A Colorado newspaper's decision to live blog the funeral of a 3-year-old boy with Twitter has prompted a flurry of criticism from the local media, bloggers and media ethicists.
Rocky Mountain News reporter Berny Morson covered the Wednesday funeral of Marten Kudlis, who died last week when a pickup truck careered into a Baskin Robbins ice cream shop in Aurora, Colo.
But instead of waiting until after the memorial service to publish a story, Morson sent real-time updates from his cell phone to the Rocky Mountain News' Web site using a micro-blogging service called Twitter.
The newspaper's use of the technology in this way has drawn the ire of journalists and bloggers from Colorado to the United Kingdom, who argue that the reporter essentially trivialized the tragedy by providing a play-by-play of the event.
"Today, Rocky Mountain News reporter Berny Morson took the notion of Twitter to staggeringly low depths," a Colorado Independent reporter wrote Wednesday after seeing the paper's report.
On its media blog, the U.K. newspaper Guardian said Morson was "going straight to the top of [its] 'Inappropriate Use of Technology' chart."
And popular political Weblog Daily Kos went so far as to call the incident "repulsive."
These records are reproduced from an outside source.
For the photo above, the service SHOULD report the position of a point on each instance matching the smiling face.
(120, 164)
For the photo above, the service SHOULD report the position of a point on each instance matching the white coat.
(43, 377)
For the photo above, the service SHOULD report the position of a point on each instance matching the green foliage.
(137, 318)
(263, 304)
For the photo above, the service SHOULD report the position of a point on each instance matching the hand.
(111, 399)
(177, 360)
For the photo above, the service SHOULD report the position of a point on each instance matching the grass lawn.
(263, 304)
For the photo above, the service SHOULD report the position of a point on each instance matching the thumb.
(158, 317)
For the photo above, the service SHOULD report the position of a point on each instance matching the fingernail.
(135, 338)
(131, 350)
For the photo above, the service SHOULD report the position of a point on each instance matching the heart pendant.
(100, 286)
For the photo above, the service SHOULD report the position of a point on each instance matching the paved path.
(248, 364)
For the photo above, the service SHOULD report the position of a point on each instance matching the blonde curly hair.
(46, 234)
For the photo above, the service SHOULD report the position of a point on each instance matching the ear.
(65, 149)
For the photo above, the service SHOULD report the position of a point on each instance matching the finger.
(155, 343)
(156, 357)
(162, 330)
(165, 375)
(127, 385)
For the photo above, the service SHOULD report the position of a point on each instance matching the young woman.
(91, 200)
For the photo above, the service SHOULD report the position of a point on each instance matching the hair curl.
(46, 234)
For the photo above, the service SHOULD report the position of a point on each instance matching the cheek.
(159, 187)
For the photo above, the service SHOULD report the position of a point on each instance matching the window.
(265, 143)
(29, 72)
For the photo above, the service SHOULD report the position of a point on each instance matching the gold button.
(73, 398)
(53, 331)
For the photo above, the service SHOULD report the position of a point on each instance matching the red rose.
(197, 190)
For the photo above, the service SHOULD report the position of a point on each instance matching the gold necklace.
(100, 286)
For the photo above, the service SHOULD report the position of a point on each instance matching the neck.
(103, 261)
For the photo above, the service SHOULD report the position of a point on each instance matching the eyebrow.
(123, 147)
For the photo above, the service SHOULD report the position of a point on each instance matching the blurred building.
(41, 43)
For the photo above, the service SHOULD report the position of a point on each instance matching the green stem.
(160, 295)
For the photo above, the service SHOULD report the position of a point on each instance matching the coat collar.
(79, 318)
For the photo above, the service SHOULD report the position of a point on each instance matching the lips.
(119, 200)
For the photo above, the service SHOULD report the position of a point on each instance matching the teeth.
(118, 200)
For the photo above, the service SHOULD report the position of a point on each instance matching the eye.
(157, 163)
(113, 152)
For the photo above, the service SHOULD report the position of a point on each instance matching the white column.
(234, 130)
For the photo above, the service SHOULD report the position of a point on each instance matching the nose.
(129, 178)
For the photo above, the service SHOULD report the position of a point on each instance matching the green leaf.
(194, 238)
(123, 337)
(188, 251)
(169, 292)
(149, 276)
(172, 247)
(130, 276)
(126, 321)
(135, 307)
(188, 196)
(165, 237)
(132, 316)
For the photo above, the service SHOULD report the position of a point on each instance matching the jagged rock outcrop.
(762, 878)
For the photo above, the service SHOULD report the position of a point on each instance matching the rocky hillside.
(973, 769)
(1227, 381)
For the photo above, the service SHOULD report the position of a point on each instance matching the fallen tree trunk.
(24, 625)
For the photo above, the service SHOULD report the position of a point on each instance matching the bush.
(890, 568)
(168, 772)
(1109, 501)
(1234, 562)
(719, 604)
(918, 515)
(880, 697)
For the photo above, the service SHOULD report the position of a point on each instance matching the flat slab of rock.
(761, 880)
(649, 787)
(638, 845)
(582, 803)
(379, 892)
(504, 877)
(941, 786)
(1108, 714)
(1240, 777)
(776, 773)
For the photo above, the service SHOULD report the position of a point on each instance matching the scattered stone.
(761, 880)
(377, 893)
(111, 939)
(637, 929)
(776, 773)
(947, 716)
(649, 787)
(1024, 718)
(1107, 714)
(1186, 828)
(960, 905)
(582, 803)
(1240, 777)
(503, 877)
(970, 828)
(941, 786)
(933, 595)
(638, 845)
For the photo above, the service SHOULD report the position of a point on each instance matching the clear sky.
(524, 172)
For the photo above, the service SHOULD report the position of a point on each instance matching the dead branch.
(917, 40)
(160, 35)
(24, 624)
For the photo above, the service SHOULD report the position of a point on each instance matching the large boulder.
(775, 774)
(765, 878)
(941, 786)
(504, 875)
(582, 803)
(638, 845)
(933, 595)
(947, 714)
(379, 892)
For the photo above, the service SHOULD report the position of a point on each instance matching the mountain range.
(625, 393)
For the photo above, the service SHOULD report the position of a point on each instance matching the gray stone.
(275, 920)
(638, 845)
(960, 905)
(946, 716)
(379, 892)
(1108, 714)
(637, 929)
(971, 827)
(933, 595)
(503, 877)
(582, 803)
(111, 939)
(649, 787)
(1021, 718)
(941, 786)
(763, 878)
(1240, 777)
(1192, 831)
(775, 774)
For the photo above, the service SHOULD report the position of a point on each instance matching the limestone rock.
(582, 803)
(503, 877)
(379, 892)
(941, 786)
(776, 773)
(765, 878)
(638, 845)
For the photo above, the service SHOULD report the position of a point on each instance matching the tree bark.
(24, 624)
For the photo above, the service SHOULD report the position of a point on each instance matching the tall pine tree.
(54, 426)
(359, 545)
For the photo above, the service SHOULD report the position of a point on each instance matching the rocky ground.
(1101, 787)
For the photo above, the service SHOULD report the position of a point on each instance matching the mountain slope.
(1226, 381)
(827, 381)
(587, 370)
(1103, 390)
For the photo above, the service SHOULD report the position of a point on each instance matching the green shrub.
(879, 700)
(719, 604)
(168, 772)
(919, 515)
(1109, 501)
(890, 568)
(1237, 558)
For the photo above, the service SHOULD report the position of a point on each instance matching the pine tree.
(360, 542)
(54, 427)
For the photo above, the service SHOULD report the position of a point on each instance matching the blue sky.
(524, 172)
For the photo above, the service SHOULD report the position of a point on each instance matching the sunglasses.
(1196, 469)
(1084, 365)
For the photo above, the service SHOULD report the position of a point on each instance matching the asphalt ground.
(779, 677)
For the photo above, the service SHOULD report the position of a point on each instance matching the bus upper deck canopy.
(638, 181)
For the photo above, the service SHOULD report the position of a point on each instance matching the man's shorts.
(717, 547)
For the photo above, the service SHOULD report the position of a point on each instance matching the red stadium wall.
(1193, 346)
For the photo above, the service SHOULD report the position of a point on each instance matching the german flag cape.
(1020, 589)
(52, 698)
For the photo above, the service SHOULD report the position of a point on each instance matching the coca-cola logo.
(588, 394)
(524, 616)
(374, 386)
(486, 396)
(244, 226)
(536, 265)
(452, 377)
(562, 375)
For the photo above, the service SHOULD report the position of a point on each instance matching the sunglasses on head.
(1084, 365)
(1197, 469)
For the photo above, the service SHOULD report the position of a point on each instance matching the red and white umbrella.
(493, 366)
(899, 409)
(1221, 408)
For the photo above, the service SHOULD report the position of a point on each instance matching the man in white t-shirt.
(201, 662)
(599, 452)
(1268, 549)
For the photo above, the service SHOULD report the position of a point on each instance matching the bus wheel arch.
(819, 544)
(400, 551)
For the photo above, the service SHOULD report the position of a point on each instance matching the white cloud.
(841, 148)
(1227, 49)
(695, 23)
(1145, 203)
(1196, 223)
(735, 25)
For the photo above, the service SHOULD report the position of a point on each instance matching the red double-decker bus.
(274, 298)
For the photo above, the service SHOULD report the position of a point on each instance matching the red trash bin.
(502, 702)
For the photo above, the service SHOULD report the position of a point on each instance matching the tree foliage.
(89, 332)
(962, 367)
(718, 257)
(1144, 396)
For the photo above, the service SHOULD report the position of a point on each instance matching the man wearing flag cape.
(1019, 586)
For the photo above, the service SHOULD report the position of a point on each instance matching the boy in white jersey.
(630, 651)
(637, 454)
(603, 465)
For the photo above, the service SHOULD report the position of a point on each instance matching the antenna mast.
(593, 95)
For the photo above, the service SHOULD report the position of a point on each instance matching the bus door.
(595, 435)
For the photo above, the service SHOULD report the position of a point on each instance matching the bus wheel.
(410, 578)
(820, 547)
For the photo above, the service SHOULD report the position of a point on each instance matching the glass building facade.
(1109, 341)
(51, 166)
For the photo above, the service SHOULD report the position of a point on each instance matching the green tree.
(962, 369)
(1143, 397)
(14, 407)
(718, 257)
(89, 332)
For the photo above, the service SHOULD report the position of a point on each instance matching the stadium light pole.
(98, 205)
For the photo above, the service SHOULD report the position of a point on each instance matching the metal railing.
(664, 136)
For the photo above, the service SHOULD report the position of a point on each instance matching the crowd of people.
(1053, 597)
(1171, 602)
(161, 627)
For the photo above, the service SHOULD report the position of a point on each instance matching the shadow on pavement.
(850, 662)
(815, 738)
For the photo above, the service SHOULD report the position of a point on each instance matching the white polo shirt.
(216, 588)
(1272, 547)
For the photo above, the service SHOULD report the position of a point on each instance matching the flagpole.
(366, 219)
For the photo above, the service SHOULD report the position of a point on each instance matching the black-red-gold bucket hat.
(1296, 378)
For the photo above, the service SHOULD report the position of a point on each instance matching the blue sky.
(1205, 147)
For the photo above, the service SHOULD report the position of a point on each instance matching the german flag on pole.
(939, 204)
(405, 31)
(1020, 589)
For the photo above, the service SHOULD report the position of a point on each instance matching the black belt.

Most of Twitter's approximately 2.9 million members use the service to keep family members and friends up to date as they go about their daily lives. From their cell phones, members can send "tweets" -- 140-character, real-time messages -- about their plans for the day, people they just encountered or simply what they ate for lunch.
Some news organizations have started to adopt Twitter as a way to deliver breaking news alerts and better connect readers to major news events, such as political conventions or hurricanes.
But the Rocky Mountain News' decision to micro-blog a child's funeral raises new questions about appropriate -- and inappropriate -- uses of new technologies that blur the line between public and private moments.
"I think that reporters are often in the uncomfortable position of reporting from settings where people are in great grief," Samuel Freedman, a professor at the Columbia University Graduate School of Journalism and author of "Letters to a Young Journalist," told ABCNews.com. "These situations call for the greatest understanding and discretion on the part of the reporter.
"To be putting real-time notes out there as opposed to waiting until the ceremony is over; there's an element of pillaging a private moment of grief that I'm uncomfortable with," he said.
Although Freedman emphasized that he holds the Rocky Mountain News in high regard, he said Twittering the event is "equivalent to a TV journalist doing a stand-up in the middle of a funeral. And I find that ghastly.
"A memorial service for a murdered, for a slain child is not a fit subject for play-by-play updates," he said.
Social networking tools enable powerful and instantaneous communication but, Freedman said, "just because the technology allows this doesn't mean that you're bound and destined to use the technology in this way."
The Rocky Mountain News did not respond to several messages left by ABCNews.com.